Tuesday, August 10, 2004

Bush Verses Science

Now let's move beyond the deficit and start talking about the consequences of President Bush's other domestic policies. When President Bush took office, new federal safety guidelines protecting workers from repetitive stress injuries were about to become law. These regulations had been under developement for 10 years; President Bush, with help from Congressional Republicans, killed them almost immediately. Molly Ivin's pointed out the particular foolishness in these actions.

business can be counted upon to threaten to shut down or move to Taiwan if forced to do anything to protect workers' health or safety.

But remember the key question: "How much does it cost not to do it?'' The labor unions were claiming that repetitive stress costs up to $9 billion a year. So, as Jonathan Alter reported in Newsweek, the Republicans commissioned a study to refute this absurd claim from the prestigious National Academy of Sciences.

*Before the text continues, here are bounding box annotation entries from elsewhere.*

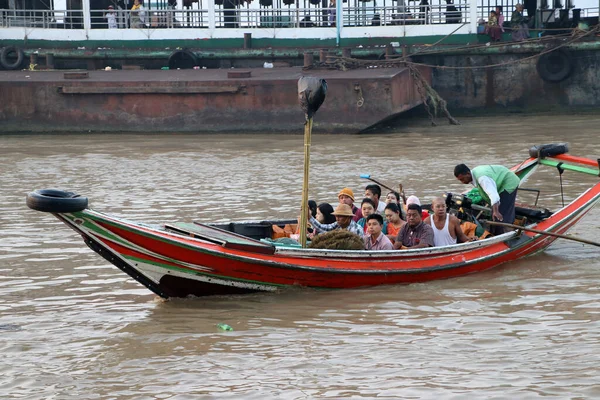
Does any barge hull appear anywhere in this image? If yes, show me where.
[0,67,431,133]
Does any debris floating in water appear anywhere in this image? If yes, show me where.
[217,323,233,331]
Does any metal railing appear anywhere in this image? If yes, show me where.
[343,4,469,26]
[0,9,83,29]
[0,4,599,29]
[0,4,468,29]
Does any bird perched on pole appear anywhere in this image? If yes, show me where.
[298,76,327,121]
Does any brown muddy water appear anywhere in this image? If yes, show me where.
[0,116,600,399]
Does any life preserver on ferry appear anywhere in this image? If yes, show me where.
[536,49,573,83]
[0,46,25,69]
[529,143,569,158]
[26,189,88,213]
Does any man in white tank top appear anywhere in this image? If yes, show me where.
[425,197,477,247]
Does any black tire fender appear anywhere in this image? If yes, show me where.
[26,189,88,213]
[169,49,198,69]
[529,143,569,158]
[0,46,25,70]
[536,49,573,83]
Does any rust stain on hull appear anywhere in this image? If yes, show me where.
[0,68,431,133]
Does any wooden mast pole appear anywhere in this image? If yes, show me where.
[300,117,312,248]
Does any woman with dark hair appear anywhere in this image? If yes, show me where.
[383,203,406,244]
[315,203,335,224]
[308,200,317,218]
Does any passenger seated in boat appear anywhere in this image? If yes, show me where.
[424,197,477,246]
[315,203,335,224]
[383,203,406,244]
[363,184,385,217]
[394,203,433,250]
[338,188,362,222]
[310,204,364,237]
[357,197,375,233]
[364,213,394,250]
[383,192,405,221]
[406,196,429,220]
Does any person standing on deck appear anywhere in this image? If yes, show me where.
[365,184,387,215]
[454,164,521,235]
[338,188,363,222]
[104,6,117,29]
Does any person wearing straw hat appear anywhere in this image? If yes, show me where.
[338,188,363,222]
[309,203,364,238]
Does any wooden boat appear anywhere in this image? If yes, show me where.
[27,145,600,298]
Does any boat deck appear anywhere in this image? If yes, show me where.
[0,67,406,83]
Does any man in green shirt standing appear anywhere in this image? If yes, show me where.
[454,164,521,235]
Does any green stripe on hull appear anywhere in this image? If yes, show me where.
[121,254,290,288]
[0,34,480,52]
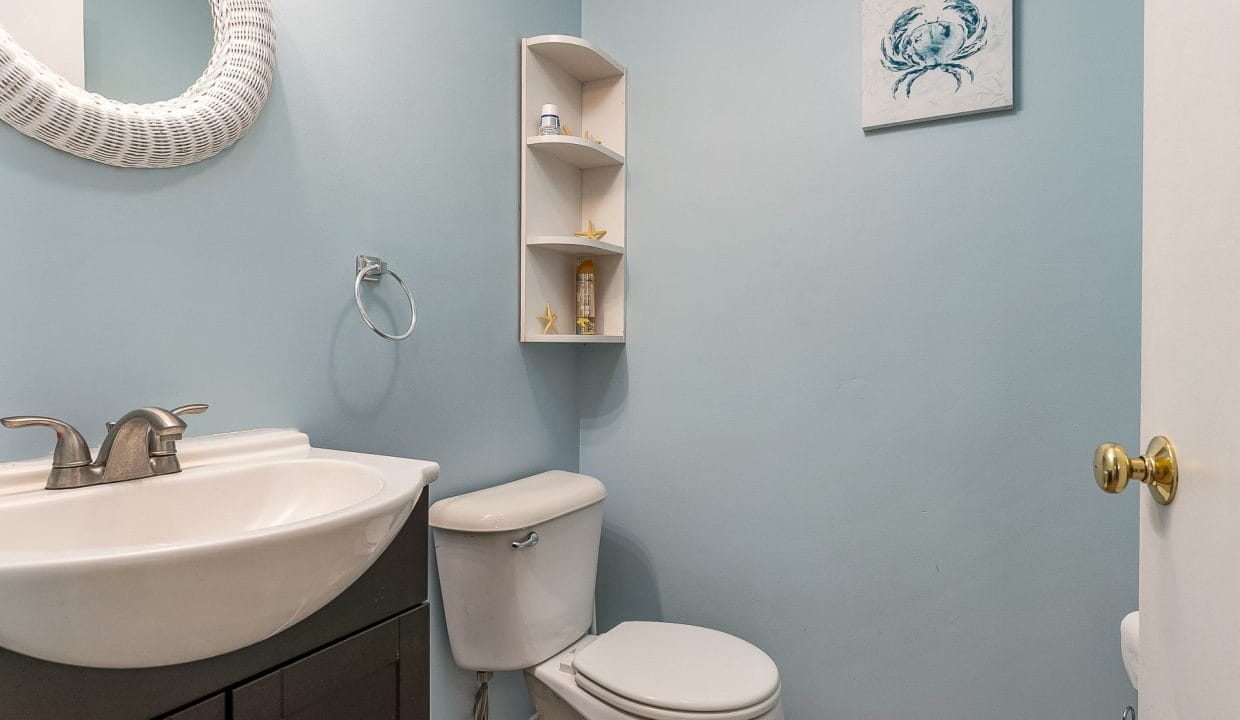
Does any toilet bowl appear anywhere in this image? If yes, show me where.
[430,471,784,720]
[526,622,784,720]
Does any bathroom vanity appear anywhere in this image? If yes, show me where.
[0,491,430,720]
[0,426,439,720]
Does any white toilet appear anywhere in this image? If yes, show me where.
[430,471,784,720]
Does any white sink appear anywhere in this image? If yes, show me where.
[0,430,439,668]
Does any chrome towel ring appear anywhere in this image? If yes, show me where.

The NAS report came out in January, and it says that repetitive stress costs $50 billion a year in lost wages and productivity.

So it costs significantly more to deal with the consequences of a preventable workplace injury than it does to fix it. Not to mention (and who would?) the human misery involved. But the business community decided to call in its campaign contribution chips to kill the measure anyway. Go figure.
The science on repetative stress injuries is pretty cut and dry to any reputable scientist. And these regulations would made millions of workers lives less painful. Oh well.